Alarm ponsel Darren berdenting, itu artinya sudah waktunya pulang. Darren akan menyetel sebuah alarm, agar tidak terlewat. Dan jika memang ada tugas yang belum selesai, itu artinya semua akan dihitung lembur. Lembur bagi karyawan biasa seperti Darren itu sangat berarti, karena itu artinya pendapatannya akan bertambah pada saat penerimaan gaji.

Darren sudah memutuskan kalau dia akan menuju ke sebuah cafe yang terletak di pinggir salah satu danau, suasananya cukup sepi dan juga tenang. Darren memesan ojek online dan segera menuju ke tempat yang sudah ditentukannya.

Kring! Kring!

Suara telepon Darren berdering, dan seperti biasa itu pasti dari Renata atau dari ibu mertuanya yang memintanya melakukan berbagai hal yang membuat Darren benar-benar sakit kepala.

Kali ini Darren memilih untuk mengabaikan telepon tersebut. Karena Darren tidak bisa menunggu lebih lama lagi untuk mengetahui isi dari surat tersebut.
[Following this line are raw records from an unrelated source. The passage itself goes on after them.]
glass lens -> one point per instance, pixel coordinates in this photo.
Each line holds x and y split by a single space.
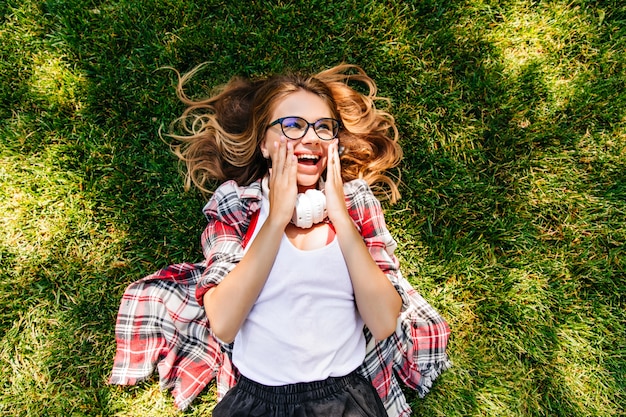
294 127
326 128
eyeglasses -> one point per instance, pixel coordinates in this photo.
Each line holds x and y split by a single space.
296 127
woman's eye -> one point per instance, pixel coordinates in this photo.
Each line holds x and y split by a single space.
293 123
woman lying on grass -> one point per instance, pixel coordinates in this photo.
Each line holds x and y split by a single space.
299 307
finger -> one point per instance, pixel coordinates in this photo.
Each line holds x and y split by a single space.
278 155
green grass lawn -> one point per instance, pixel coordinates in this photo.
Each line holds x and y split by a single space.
512 223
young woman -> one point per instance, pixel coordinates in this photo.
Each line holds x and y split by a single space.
300 280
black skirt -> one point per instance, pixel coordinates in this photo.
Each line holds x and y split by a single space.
348 396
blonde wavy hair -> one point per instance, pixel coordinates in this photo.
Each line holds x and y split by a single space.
218 138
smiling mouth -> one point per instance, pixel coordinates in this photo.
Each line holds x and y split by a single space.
308 159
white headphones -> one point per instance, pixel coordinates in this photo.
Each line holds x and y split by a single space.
310 206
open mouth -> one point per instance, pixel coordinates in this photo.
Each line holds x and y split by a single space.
308 159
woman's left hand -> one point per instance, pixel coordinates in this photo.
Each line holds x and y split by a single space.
335 198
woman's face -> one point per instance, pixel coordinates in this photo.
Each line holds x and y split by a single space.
311 151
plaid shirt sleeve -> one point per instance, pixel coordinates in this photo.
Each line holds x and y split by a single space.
416 352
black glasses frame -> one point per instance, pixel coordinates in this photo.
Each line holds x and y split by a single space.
337 123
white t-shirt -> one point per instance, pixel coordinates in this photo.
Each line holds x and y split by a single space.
305 325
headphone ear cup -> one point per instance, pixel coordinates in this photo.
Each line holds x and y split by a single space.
303 212
318 205
310 209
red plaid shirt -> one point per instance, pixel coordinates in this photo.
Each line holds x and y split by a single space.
162 323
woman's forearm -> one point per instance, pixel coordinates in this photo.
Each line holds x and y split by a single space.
228 304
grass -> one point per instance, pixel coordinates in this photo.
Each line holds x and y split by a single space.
512 223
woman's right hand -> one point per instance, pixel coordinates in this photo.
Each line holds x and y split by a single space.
283 182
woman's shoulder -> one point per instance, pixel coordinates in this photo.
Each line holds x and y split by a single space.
232 203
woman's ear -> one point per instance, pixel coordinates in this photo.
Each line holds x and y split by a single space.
264 151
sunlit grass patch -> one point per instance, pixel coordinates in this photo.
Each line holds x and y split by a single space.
56 84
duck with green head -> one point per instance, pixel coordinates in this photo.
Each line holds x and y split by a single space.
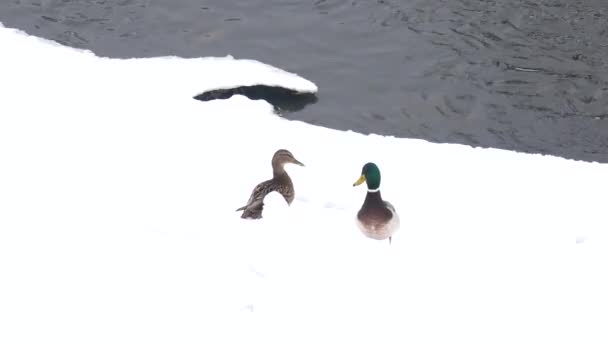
377 218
Dan di sinilah Darren saat ini, setelah kopi dan juga makanan tersaji di depannya. Dan Darren sengaja memilih tempat yang paling pojok agar tidak ada yang bisa mengetahui apa yang sedang dia baca.

Perlahan Darren mengeluarkan kertas lusuh tersebut, saking tidak pernah sekalipun dia buka selama puluhan tahun. Sebenarnya pernah ada niat untuk membukanya, tapi Darren takut isinya akan menyakitkan.

‘[Bank Duta, deposito sebesar 30 Triliun.]’

“Sebuah wasiat?” tanya Darren pelan sambil menggenggam surat itu dengan tangan yang masih bergetar.

Ada rasa tidak percaya dengan apa yang dia baca hari ini, dan selama ini dia hanya menyimpan surat itu di dalam dompetnya. Beruntungnya semua masih dalam keadaan baik-baik saja.

Sementara itu, ponsel Darren terus meraung. Namun, karena tidak ingin diganggu, dia pun memilih untuk menonaktifkan ponselnya. Biar nanti saja dia akan menghadapi kemarahan Renata dan Gia, sang ibu mertua.

Setelah memastikan tidak ada hal lain yang dapat mengganggunya, kembali Darren melanjutkan membaca pesan tersebut.

‘[Temui Arras Samuel, di Bank Duta. Bawa surat ini.]’

Papanya meminta Darren untuk menemui seseorang yang bernama Arras Samuel, dan itu membuat Darren cukup merasa pusing. Sebab, bank Duta di kota ini memiliki beberapa cabang. Darren masih diliputi keraguan yang mendalam, dia masih belum yakin dengan semuanya. Namun, yang membuat dia heran ini surat itu dia terima dari tangan papanya langsung. Seharusnya ini benar adanya.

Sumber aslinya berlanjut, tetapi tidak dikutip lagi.